BANKS have paid out £1.1 billion to 7,000 small businesses in compensation for the mis-selling of complex loans after a 12-month review, the Financial Conduct Authority has said.

A further 6,000 offers have been made though not yet accepted, suggesting the total pay-out will top £2 billion. Much of the remainder of the £3.75 billion set aside by banks for mis-selling interest rate hedging products (IHRPs) would go on "the costs of having to get out of these products (the payments customers would have made in the future), the costs of employing more than 3,000 people to carry out the exercise, and the costs of engaging independent reviewers to look at every case", the FCA said.

In all, almost 30,000 businesses were sold IHRPs, loans linked to derivatives or swaps designed to protect against rising interest rates, with a 92 per cent mis-selling rate, but over 10,000 firms were excluded by the banks from the review as allegedly "sophisticated" customers.

A further 60,000 SME loans which contain 'embedded swaps', and which according to the FCA penalise borrowers in much the same way as IHRPs, are outside FCA jurisdiction altogether, prompting calls from the Treasury Committee for government action.

The FCA said: "All nine banks have now completed their sales reviews of customers who joined the review before March 2014. AIB, Bank of Ireland, Co-op, HSBC, Lloyds, Santander, and Clydesdale and Yorkshire Banks have met our target by delivering redress letters to all but a handful of these customers by the end of May, within 12 months of starting their reviews. Barclays and RBS will send out redress letters to the remaining customers, around 500 customers between them relating to 700 sales, before the end of June."

However, campaign group Bully Banks said this week that in a survey of 400 of its 2,000 SME members, only 49 per cent of RBS customers had been made offers by late May, and yesterday adviser Veritas Treasury in Glasgow said that only 60 per cent of its RBS clients had been made offers.

A spokesman for RBS said: "We continue to work hard to process cases as quickly as possible and ensure that all those that were mis-sold these products get fair and reasonable redress."

The Herald has this week reported evidence from the Bully Banks survey, and from law firm Slater & Gordon which has advised 300 SMEs in the review, that banks have determined redress according to the size of claims rather than their merits, and that the FCA's independent reviewers have been inactive and box-ticking.

Lawyer Fraser Whitehead said in his experience that reviewers' presence in meetings had been "extremely expensive yet purely procedural".

The FCA began yesterday's release by stressing : "Every case is overseen and verified by an independent reviewer."

Simon Jaquiss, at specialist advisers QA Legal, said less than half of the offers made so far had been for "full tear-up" of the original agreement, raising serious concerns. "The substitution of replacement products appears in many cases to have been decided in the interests of purely saving money.

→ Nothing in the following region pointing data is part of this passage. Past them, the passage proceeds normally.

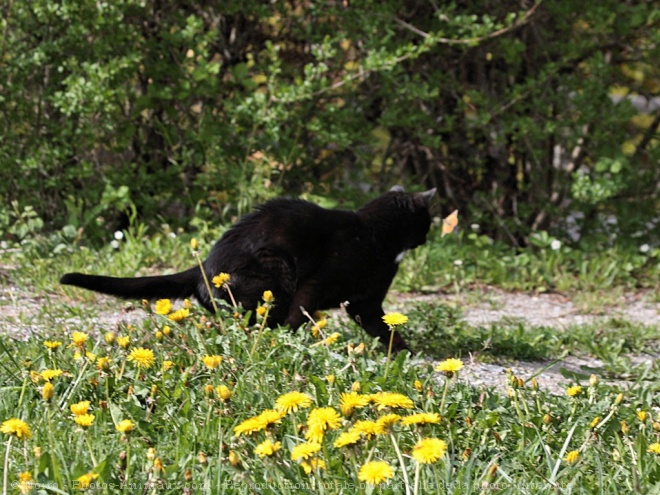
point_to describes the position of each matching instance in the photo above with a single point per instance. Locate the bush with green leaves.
(520, 114)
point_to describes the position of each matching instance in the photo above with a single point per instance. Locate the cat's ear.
(427, 196)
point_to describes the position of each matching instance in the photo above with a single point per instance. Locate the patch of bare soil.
(550, 310)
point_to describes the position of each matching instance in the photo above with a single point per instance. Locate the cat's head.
(406, 215)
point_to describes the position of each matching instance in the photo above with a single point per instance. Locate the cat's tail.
(176, 286)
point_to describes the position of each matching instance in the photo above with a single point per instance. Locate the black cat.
(308, 256)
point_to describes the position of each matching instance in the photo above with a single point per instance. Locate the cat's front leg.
(370, 317)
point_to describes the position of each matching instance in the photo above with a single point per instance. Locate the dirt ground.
(22, 315)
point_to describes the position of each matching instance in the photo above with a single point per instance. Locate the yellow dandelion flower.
(315, 463)
(305, 450)
(391, 399)
(179, 314)
(394, 319)
(52, 344)
(80, 408)
(84, 420)
(223, 392)
(48, 391)
(388, 419)
(348, 401)
(368, 428)
(332, 338)
(125, 425)
(349, 437)
(103, 363)
(25, 482)
(429, 450)
(221, 279)
(48, 375)
(375, 472)
(267, 448)
(573, 391)
(83, 482)
(212, 362)
(572, 456)
(291, 401)
(123, 342)
(142, 357)
(260, 422)
(15, 426)
(79, 338)
(421, 419)
(163, 307)
(450, 365)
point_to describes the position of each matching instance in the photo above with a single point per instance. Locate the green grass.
(520, 440)
(514, 441)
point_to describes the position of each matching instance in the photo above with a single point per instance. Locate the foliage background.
(527, 116)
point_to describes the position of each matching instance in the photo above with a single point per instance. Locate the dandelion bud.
(48, 391)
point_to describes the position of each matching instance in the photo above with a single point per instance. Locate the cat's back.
(293, 224)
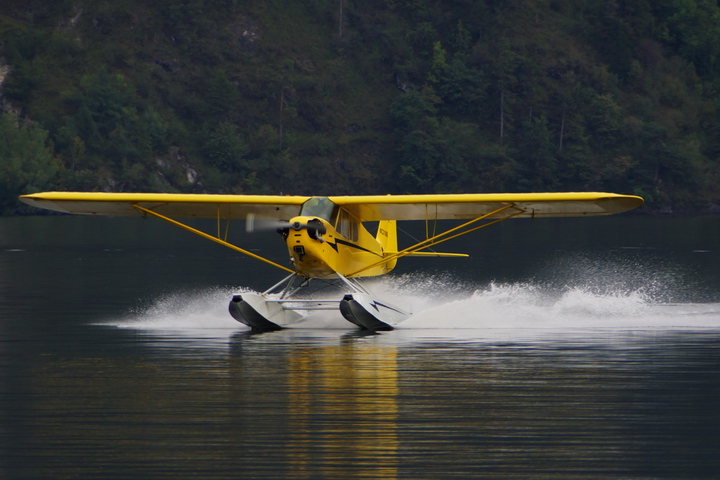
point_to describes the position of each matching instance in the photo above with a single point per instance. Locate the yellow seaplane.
(330, 237)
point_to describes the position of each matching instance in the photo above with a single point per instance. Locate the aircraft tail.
(387, 237)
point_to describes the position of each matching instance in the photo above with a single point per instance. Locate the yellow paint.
(346, 248)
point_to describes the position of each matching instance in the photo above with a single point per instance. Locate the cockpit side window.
(347, 225)
(320, 207)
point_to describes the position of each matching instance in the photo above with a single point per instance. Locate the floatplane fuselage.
(327, 237)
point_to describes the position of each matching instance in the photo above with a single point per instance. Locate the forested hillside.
(329, 97)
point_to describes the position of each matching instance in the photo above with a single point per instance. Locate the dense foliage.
(374, 96)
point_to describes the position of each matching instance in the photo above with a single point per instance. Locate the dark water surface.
(562, 349)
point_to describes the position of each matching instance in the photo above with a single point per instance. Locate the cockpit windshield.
(320, 207)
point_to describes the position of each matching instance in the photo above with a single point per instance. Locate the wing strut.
(210, 237)
(437, 239)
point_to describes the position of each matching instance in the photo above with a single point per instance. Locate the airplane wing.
(365, 208)
(468, 206)
(169, 204)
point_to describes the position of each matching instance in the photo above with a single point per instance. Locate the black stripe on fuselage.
(349, 244)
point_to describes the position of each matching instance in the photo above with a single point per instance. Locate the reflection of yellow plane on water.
(327, 237)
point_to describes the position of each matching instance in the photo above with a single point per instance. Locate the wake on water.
(443, 302)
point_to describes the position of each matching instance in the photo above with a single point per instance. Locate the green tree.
(27, 160)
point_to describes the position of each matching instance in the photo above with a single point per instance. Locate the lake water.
(563, 349)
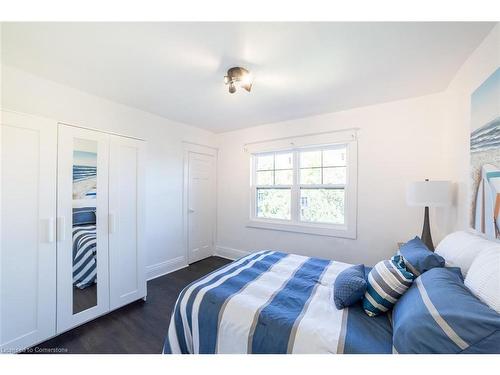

Why insist otherwise on a replacement product the like of which has been massively mis-sold?"

Mr Cowan added that this type of redress was "having one toxic swap replaced with another slightly less toxic swap".

Bully Banks chairman Jeremy Roe has also protested that banks have been rejecting well-founded claims for consequential losses, prepared in some cases by eminent barristers.

Mr Jaquiss commented: "The level of where the legal test bar is placed appears to be very high, and unfathomable, and not at all aligned to true legal principles."

The FCA revealed yesterday that 2,060 claims for consequential loss had been made and 400 assessed with £700,000 paid out - an average £1,800 per claim.

It said banks were already paying eight per cent simple (not compound) annual interest on any redress payments to reflect lost opportunities, which often amounted to 40 per cent of the compensation being paid out. The banks considered additional claims according to "established legal principles" and their decisions were "assessed by independent reviewers".